Oslo, August 31st exists in the realm of stark, unforgiving realism, where redemption and damnation lie within a hair’s breadth of one another. Perhaps that’s overstating the film’s case– it’s much quieter and more restrained than that– but Anders walks a fine line as he traverses the path to freedom from his drug dependency. Every moment presents an opportunity for him to crumble over his regret, or to better himself and move forward.
But the tragedy of Oslo, August 31st is that Anders entrenches himself in the past. A remarkable non-professional actor, Lie portrays Anders as an earnest, anguished hangdog; he’s genuinely remorseful for his misdeeds and how they’ve affected the people he cares about. He almost feels too bad about his errors, an attribute built into the character and not simply born out of Lie’s efforts. Anders’ shame keeps him stuck in neutral, and practically makes him a phantom presence in every setting he wanders into. Responding to each moment of his day with either stubborn, concrete nihilism or gallows humor, it becomes apparent quickly that Anders’ feeling of hopelessness is a self-fulfilling prophecy.

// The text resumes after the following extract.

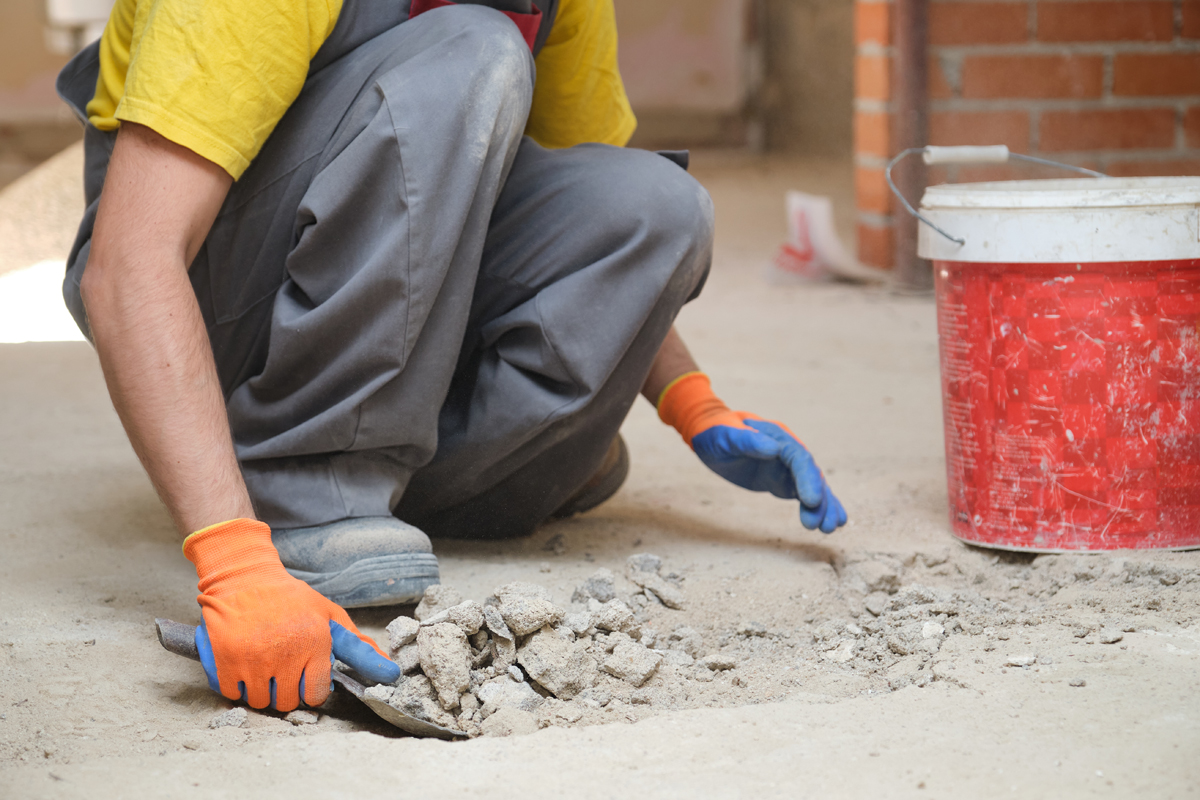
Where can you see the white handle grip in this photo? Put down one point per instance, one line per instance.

Yet Trier isn’t wallowing in lugubrious oblivion. Quite the opposite, in fact. Each scene is actually an invitation for compassion. Trier’s approach belies how much he cares about his protagonist, and how much he intends his audience to empathize with Anders as well. Oslo, August 31st is a bleak picture, but one of supreme beauty that bears a great deal of sympathy for the rehabilitated. It’s the film’s through-line, though Trier does not attempt to delude or mislead his audiences with the promise of a strictly pretty outcome. All the while, Anders roams the streets of Oslo (itself an integral character in the film), listens to the whispers of its inhabitants, and tunes in to the city’s memories. They’re the commonplace murmurs of daily life that we take for granted, but which Anders, whose existence differs so vastly from our own, inwardly cherishes in his austere way.